Mais blague à part, ce que nous révèle cette comparaison, c’est l’existence de deux grands courants dans la politique québécoise, un courant traditionnaliste et conservateur qu’incarnaient à la perfection Maurice Duplessis et son Union Nationale, et un courant révolutionnaire prétendument progressiste qu’on retrouve aujourd’hui chez les partisans de Québec Solidaire. Le PQ, la CAQ et le PLQ se cherchent entre les deux.


Quant à La Nation, son choix est clair, la fidélité à nos racines historiques et à un nationalisme culturel fondé sur l’usage exclusif du français comme langue commune et langue d’État. Sont Québécois à nos yeux tous ceux qui adhèrent à cette proposition, peu importe leur race, leur religion, leur origine ethnique ou leur langue maternelle.


Dans les prochains mois, nous approfondirons notre connaissance et notre compréhension de la situation actuelle en examinant aussi bien notre environnement interne que notre environnement externe, nous identifierons nos forces et nos faiblesses, nos défis et les occasions qui se présentent à nous, et nous tenterons de dégager les principaux axes stratégiques sur lesquels la nation québécoise devrait déployer son action.

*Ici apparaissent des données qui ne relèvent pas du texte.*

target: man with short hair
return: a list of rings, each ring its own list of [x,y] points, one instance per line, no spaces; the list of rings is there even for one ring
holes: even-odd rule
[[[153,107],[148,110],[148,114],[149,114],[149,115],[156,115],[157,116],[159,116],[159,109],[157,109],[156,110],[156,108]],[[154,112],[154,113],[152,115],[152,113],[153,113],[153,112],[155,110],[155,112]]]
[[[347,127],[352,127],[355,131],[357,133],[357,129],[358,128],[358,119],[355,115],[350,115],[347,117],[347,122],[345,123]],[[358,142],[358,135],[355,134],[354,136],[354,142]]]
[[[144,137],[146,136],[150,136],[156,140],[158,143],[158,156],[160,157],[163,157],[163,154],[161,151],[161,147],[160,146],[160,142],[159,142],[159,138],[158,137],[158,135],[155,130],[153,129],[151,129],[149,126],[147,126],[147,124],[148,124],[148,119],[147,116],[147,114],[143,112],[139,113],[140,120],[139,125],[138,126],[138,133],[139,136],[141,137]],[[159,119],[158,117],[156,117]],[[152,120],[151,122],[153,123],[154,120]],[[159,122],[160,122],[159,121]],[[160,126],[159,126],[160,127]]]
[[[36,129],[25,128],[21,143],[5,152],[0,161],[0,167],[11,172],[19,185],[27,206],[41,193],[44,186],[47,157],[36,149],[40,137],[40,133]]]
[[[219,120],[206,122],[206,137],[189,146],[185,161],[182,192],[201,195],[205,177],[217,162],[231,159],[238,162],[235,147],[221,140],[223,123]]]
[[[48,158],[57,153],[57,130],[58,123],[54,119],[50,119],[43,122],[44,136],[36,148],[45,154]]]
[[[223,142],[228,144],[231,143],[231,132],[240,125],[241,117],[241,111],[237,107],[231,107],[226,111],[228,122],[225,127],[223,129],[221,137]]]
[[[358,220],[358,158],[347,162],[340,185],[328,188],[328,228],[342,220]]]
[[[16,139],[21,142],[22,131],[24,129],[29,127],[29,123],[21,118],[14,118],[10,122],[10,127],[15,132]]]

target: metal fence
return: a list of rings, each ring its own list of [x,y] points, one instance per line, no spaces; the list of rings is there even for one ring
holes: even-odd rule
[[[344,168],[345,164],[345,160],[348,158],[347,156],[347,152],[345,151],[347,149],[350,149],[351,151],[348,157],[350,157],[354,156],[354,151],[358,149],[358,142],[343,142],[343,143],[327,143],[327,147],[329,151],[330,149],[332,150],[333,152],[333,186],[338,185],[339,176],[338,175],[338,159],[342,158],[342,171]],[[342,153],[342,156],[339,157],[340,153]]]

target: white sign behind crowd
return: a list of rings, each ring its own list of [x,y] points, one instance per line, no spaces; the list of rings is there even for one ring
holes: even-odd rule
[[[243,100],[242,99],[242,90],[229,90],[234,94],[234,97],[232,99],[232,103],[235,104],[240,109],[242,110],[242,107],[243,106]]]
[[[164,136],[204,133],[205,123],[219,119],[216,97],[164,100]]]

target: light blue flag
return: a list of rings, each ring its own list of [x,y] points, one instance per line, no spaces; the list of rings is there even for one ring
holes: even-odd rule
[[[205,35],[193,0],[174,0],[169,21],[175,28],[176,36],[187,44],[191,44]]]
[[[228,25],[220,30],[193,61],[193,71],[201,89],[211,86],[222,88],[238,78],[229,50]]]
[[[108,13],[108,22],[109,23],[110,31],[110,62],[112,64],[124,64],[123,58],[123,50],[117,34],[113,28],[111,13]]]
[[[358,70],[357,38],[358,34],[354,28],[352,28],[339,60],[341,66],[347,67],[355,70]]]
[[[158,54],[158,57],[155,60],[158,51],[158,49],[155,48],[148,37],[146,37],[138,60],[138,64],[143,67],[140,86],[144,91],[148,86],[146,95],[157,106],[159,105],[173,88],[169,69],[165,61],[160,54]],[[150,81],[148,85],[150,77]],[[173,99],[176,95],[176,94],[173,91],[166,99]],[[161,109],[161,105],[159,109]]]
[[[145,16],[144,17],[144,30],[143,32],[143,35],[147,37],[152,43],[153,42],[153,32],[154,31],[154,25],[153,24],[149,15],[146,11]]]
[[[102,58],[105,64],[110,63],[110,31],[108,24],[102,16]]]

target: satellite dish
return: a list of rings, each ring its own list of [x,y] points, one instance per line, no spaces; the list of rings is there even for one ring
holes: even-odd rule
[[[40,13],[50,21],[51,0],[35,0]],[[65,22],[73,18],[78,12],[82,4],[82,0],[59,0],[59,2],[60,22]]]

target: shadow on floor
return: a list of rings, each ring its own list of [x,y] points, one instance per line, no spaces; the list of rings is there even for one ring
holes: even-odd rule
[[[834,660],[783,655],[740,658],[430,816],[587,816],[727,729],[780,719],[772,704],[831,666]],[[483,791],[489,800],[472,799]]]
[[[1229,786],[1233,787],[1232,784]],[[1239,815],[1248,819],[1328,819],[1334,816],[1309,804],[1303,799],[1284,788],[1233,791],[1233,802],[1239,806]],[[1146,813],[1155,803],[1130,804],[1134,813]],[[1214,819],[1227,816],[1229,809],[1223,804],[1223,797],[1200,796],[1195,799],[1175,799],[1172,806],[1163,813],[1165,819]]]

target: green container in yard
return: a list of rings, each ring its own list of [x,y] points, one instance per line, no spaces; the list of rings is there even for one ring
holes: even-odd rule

Pour quiconque tenté d’en douter à la lecture de ce qui précède, l’indépendance politique est l’aboutissement normal de toute nation en pleine possession de ses moyens. Encore faut-il qu’elle se donne la peine de s’en doter. Et en guise de clin d’œil aux référendistes forcenés, l’aboutissement ne commence pas par un référendum. Il finit par un référendum, à la toute fin du processus.


21 janvier 2018



* En politique comme en physique, la dynamique est la résultante des forces en présence en fonction de leur poids relatif et de la vitesse à laquelle elles se déploient dans l’espace et le temps.